I’m running into an issue with a Delta Live Tables (DLT) pipeline that processes a few transformation layers (raw → intermediate → primary → feature).

When I trigger the entire pipeline, it fails with the following error:
can not infer schema from empty dataset

The error happens at this line:

 
df_spark = spark.createDataFrame(df_cleaned) 

However, if I run the steps manually (table by table), everything works perfectly. Even more strangely, once I’ve run the layers manually, the full pipeline runs successfully afterward. This makes me think the issue is related to dependency resolution or execution timing in DLT.


Simplified example

Here’s a simplified version of my code:

import dlt
from pyspark.sql import functions as F

@dlt.table(name="bronze_table")
def bronze_table():
    return spark.read.table("source_table")

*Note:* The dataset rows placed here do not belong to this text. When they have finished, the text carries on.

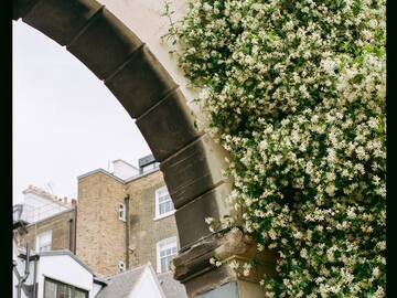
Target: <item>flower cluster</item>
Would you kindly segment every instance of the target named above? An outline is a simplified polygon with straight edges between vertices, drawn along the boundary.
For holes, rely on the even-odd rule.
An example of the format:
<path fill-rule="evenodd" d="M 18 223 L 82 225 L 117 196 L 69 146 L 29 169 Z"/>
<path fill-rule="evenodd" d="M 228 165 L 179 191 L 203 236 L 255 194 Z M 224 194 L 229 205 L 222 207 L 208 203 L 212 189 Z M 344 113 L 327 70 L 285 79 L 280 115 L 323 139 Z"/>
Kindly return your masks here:
<path fill-rule="evenodd" d="M 192 0 L 173 31 L 233 157 L 227 223 L 280 255 L 269 297 L 385 296 L 385 18 L 384 0 Z"/>

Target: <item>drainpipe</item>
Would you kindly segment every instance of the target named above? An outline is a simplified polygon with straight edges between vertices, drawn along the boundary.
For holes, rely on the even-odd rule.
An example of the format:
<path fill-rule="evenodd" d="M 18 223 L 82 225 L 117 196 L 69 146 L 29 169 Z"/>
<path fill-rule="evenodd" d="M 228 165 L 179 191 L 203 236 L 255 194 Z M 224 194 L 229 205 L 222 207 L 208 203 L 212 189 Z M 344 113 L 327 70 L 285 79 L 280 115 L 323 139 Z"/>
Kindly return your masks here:
<path fill-rule="evenodd" d="M 28 279 L 29 277 L 29 267 L 30 267 L 30 247 L 29 247 L 29 242 L 26 243 L 26 260 L 25 260 L 25 272 L 24 272 L 24 276 L 21 277 L 21 279 L 18 280 L 18 298 L 21 298 L 21 290 L 22 290 L 22 285 L 23 283 Z"/>
<path fill-rule="evenodd" d="M 73 241 L 73 219 L 68 219 L 68 230 L 69 230 L 69 243 L 68 243 L 68 248 L 72 253 L 74 253 L 74 241 Z"/>
<path fill-rule="evenodd" d="M 33 274 L 33 298 L 36 298 L 36 284 L 37 284 L 37 259 L 34 259 L 34 274 Z"/>
<path fill-rule="evenodd" d="M 130 230 L 130 216 L 129 216 L 129 194 L 125 198 L 126 206 L 126 268 L 129 269 L 129 230 Z"/>
<path fill-rule="evenodd" d="M 73 253 L 76 254 L 76 247 L 77 247 L 77 204 L 76 202 L 74 203 L 74 207 L 75 207 L 75 226 L 74 226 L 74 245 L 73 245 Z"/>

@dlt.table(name="silver_intermediate")
def silver_intermediate():
    df = dlt.read("bronze_table")
    return df.withColumn("processed_col", F.upper(F.col("some_col")))

@dlt.table(name="silver_primary")
def silver_primary():
    df = dlt.read("silver_intermediate")
    df = df.withColumn("year", F.substring(F.col("date_col"), 0, 4))
    pdf = df.pandas_api()
    pdf_filtered = pdf[pdf["year"].notnull()]
    return pdf_filtered.to_spark()

@dlt.table(name="silver_feature")
def silver_feature():
    df = dlt.read("silver_primary").pandas_api()
    pdf = df.to_pandas()
    pdf_cleaned = pdf.dropna()
    # This line fails when the pipeline runs end-to-end
    df_spark = spark.createDataFrame(pdf_cleaned)
    return df_spark
 
 

What I suspect

It seems that DLT might be running silver_feature before silver_primary has finished materializing, causing dlt.read("silver_primary") to return an empty dataset. When I run things manually, each dependency already exists, so it works fine.


Questions

  1. Is there a known timing or dependency issue in DLT when chaining multiple transformations that mix Spark and Pandas API on Spark operations (and even pandas ops)?

  2. Is there a way to ensure that DLT waits until an upstream table has data before running the next step?

8 REPLIES 8

ManojkMohan
Honored Contributor

@databricksero  

The error occurs right at this line:

python
df_spark = spark.createDataFrame(df_cleaned)
This issue arises because, during the end-to-end execution of the pipeline, df_cleaned might end up being an empty pandas DataFrame. This can happen if the downstream table (silver_primary) hasn't been fully materialized or populated yet.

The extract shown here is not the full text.